Not surprisingly, the allied camp consists mostly of the same countries that aligned together against the Soviet Union during the original Cold War, with the United States in the lead. Deloitte’s Rachel Lebeaux explains, “Internationally, the plan is intended to position the U.S. as a leader in shaping global AI governance and security. It calls for exporting AI technology to allies, tightening export controls to prevent adversaries from accessing advanced AI capabilities, and plugging loopholes in semiconductor manufacturing regulations. The plan also emphasizes the importance of working across international boundaries to align on AI protection systems and to evaluate the national security risks posed by AI systems, including potential threats to cybersecurity and biosecurity.”[2]

Like van Rijmenam, Ed Van Buren, executive director of Deloitte’s AI Institute for Government, views the AI race as a tech cold war. He told Lebeaux, “The plan’s focus on evaluating and mitigating AI-related national security risks highlights the strategic importance of responsible AI development and deployment. Corporate leaders should recognize that AI is not just a commercial asset but also a matter of national interest, which spotlights the importance of aligning risk management, R&D, and partnership strategies with broader security considerations.”

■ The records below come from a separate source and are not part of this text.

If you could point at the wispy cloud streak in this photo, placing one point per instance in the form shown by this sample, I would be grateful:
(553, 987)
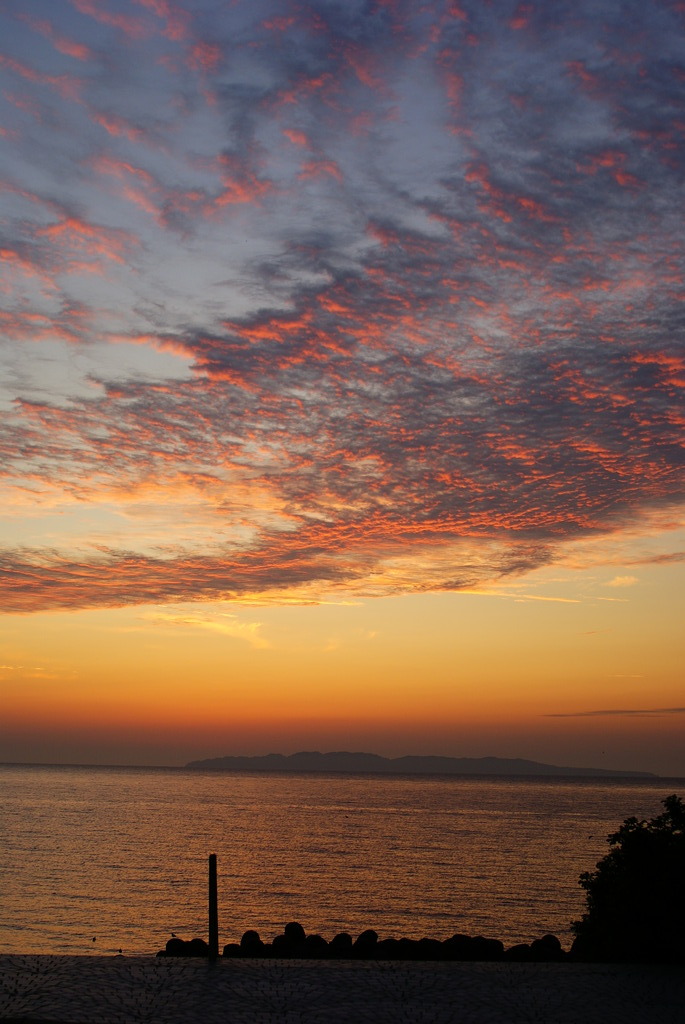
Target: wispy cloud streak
(404, 284)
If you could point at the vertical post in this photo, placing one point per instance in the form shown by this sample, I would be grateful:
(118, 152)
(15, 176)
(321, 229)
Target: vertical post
(213, 910)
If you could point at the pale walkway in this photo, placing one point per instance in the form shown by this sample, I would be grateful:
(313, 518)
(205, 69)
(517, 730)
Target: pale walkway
(145, 990)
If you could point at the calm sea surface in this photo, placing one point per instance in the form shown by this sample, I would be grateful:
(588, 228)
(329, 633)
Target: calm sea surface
(120, 854)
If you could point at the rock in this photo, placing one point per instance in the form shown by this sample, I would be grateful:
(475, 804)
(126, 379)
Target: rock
(520, 953)
(294, 932)
(341, 944)
(251, 944)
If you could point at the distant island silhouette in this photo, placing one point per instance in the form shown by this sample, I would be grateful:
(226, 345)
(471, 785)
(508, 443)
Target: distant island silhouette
(345, 761)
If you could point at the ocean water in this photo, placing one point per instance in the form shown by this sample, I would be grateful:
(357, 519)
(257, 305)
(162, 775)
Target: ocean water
(102, 859)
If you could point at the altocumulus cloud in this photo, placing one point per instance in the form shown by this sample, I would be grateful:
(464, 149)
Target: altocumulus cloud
(420, 269)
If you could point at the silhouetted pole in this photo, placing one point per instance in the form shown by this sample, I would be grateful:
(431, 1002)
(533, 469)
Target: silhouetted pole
(213, 910)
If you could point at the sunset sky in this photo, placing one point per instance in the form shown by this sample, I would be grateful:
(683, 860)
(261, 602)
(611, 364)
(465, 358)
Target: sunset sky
(342, 369)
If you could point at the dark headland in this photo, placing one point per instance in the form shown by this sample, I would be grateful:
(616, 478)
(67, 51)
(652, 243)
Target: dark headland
(344, 761)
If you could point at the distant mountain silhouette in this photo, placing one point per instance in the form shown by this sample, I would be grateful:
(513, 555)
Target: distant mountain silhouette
(344, 761)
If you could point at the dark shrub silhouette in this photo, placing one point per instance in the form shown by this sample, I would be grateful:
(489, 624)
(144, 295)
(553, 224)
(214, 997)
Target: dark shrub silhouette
(636, 898)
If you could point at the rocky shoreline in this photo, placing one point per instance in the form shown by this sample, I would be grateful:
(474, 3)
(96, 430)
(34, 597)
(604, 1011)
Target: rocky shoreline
(295, 943)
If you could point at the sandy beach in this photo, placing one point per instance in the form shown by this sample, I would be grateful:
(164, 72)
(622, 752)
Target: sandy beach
(150, 990)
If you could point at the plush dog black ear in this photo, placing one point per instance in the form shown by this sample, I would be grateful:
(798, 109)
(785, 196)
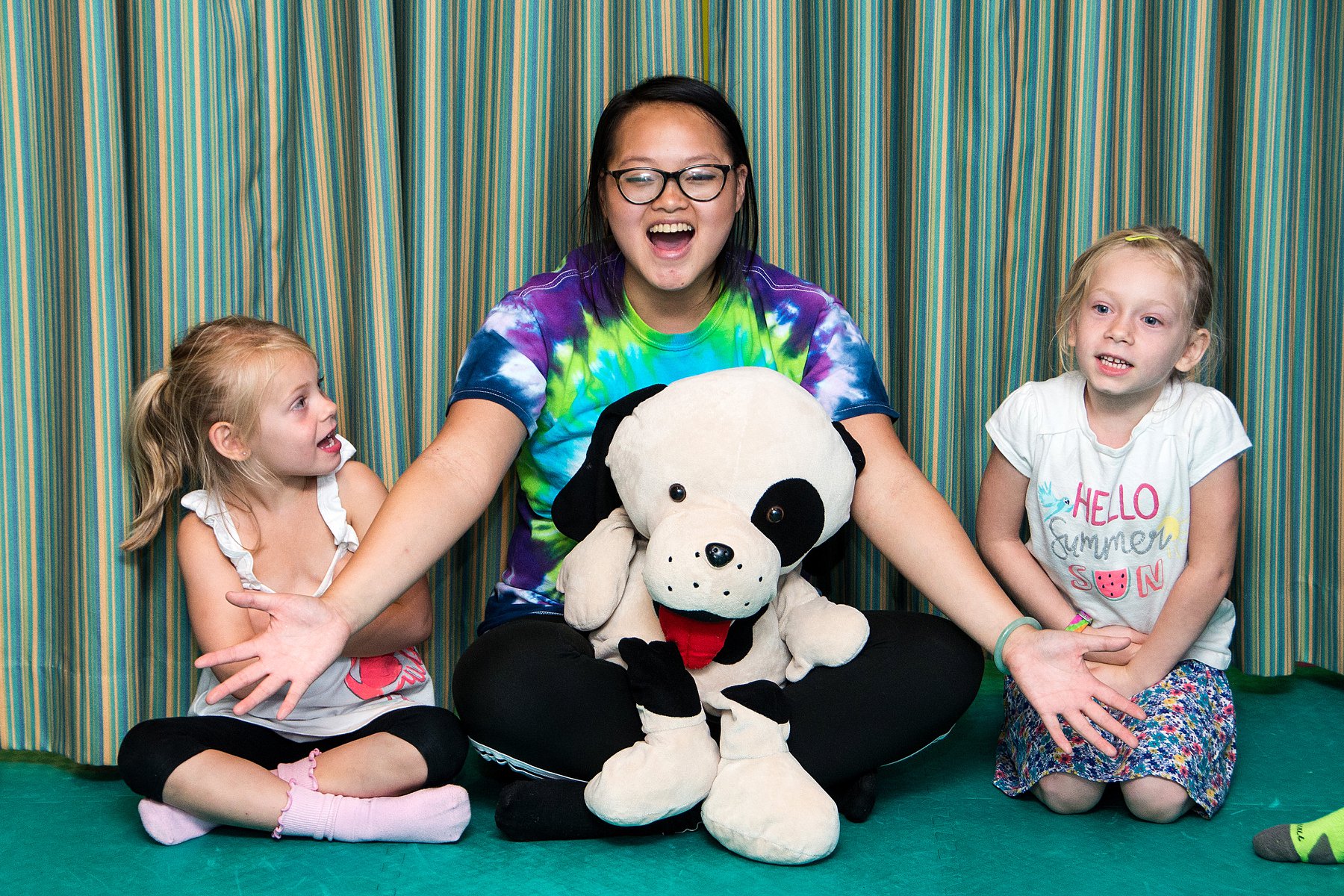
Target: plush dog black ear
(855, 452)
(591, 496)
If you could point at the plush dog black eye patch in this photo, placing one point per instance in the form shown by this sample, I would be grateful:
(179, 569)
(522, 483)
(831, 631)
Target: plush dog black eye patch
(792, 514)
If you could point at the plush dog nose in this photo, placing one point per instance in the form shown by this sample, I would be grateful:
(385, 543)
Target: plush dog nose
(718, 554)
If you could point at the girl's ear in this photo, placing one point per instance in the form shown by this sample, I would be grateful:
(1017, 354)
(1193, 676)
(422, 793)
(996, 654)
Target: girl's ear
(1195, 349)
(225, 440)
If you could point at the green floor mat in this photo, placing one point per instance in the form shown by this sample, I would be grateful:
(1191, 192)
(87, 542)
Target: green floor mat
(940, 828)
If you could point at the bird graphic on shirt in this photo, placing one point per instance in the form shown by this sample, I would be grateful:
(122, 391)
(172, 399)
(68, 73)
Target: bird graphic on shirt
(1050, 504)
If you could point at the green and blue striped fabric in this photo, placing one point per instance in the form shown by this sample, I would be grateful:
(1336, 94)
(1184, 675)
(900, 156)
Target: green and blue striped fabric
(378, 175)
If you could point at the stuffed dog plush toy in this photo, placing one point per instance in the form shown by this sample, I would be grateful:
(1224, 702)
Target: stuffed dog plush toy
(692, 514)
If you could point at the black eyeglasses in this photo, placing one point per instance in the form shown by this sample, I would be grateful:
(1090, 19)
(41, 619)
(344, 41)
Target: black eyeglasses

Hodan Omaar, a senior policy manager at the Center for Data Innovation, welcomes American leadership. She writes, “The Trump administration’s AI Action Plan is a decisive set of solid policies that puts the United States front and center on the global stage, stepping up to sustain U.S. technological innovation, respond to rising geopolitical competition, and translate AI progress into tangible economic and societal gains at home and abroad.”[3] The Editorial Board of the Wall Street Journal sees the administration’s AI action plan in much the same light. They write, “Credit the Trump team for trying to keep America’s latest golden goose alive. … The goal is to liberate innovators from burdensome regulation, bulldoze impediments to new data centers, and ‘hyper-scale’ private investment, to borrow an industry buzzword. Competition and investment are already enormous.”[4] The Editorial Board at the Washington Post also agrees. They conclude, “Overall, the president’s plan represents an excellent start. But it is also only a start. There is still a very long race to run, and until it is won, the whole team needs to lock in.”[5]

The Chinese Camp

According to van Rijmenam, the Chinese camp consists of “Belt and Road” countries versus U.S. allies. Others might see the camp consisting of China and the global south. It took less than a week for China to respond to America’s AI action plan. The Guardian reported, “Chinese premier Li Qiang has proposed establishing an organization to foster global cooperation on artificial intelligence, calling on countries to coordinate on the development and security of the fast-evolving technology, days after the US unveiled plans to deregulate the industry. … Li emphasized the need for governance and open-source development. … Li said China would ‘actively promote’ the development of open-source AI, adding Beijing was willing to share advances with other countries, particularly developing ones in the global south.”[6]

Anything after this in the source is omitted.